Je moet vandaag particulier zijn, in de modus van een subject met een afgelijnde identiteit dat buiten de lijntjes kleurt: ‘wees jezelf!’ (en huur een coach in of ga in therapie indien je dat zelf nog onvoldoende kent). Wat erbij inschiet is subjectiviteit als een tegelijk persoonlijke anonimiteit en een extern gestemde klankkast, een door generische gevoelens en passies bevolkte innerlijkheid die men niet ‘van mij’ kan noemen en daarom identiteitsloos is. Dit in oorsprong burgerlijk zelfbegrip fundeert het gros van de piano- en kamermuziek, in het bijzonder die van romantische snit; het motiveert evengoed een deel van de symfonische traditie: voor de overdreven trap, beluister Mahler.

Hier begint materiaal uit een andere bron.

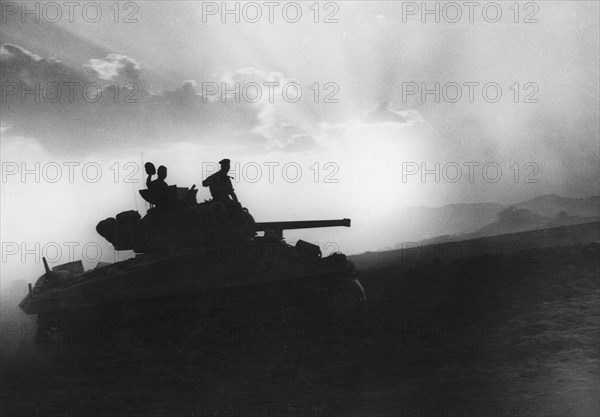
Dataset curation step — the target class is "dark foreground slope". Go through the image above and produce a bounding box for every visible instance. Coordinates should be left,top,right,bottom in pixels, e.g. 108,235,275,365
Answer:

Klassieke muziek raakt, jawel: ze produceert onvermoede gemoedsbewegingen, ze confronteert de luisteraar met een flux van sensaties en aandoeningen – Deleuze en Guattari noemen kunstwerken ‘blokken van percepten en affecten’ – die het ik in beweging brengen, een processueel zelf voortbrengen. Net dat is innerlijkheid als performatief construct: luistermuziek plus de overeenstemmende houding van vrijzwevende concentratie die een vloeibaar zelf creëert, een dat zich niet kan verankeren in een narcistisch ‘nu, ik, hier’. Klassieke muziek inviteert, onnadrukkelijk maar toch lichtjes pressend, tot een zelfintimiteit waarin men doorheen de muziek momentaan verwijlt bij ‘iets’ dat men niet ‘van mij’ kan noemen omdat het onbekend is, zelfs bedreigend kan zijn. Zoiets als: ‘Ik ben niemand in het bijzonder.’

Alle klassieke muziek herijkt klankmatig de grens tussen het zegbare en het onzegbare: ze is niet-talige poëzie. De klassieke muziektraditie is doortrokken van de spanning tussen mediale expressiviteit (muziek hééft zeggingskracht) en de onmogelijkheid van een directe, laat staan strikt persoonlijke expressie (muziek zegt nooit iets in het bijzonder). Rossini bespeelt het verschil tussen zegbaarheid en onzegbaarheid frivool en joyeus, bij Wagner klinkt het onderscheid in alle opzichten tragisch, en in het werk van Berg verandert de spanning in muzikale woede over de nooit te temmen barrière van de eigenstandige expressiviteit van het muzikale materiaal bij het streven naar individuele expressie. Het huidige ‘immediatisme’ verbindt dit moderne geloof in authentieke zelfexpressie met gevoelerigheid en het verlangen naar instant bevrediging. Juist in het contrast met dit credo lijkt klassieke muziek ouderwets, ja krijgt die pas het contour van ‘het klassieke’. Deze achterhaaldheid maakt haar potentieel kritisch. ‘Het klassieke’ is ‘unzeitgemäß’, in alle – deels tegensprekelijke – betekenissen: ontijdig, want achterhaald en ingehaald, maar ook ‘voorbarig', een ‘voorbije toekomst’ aankondigend. Alle gelukte sociale samenhang wordt geanticipeerd in gelaagde klankconfiguraties die de-subjectiveren.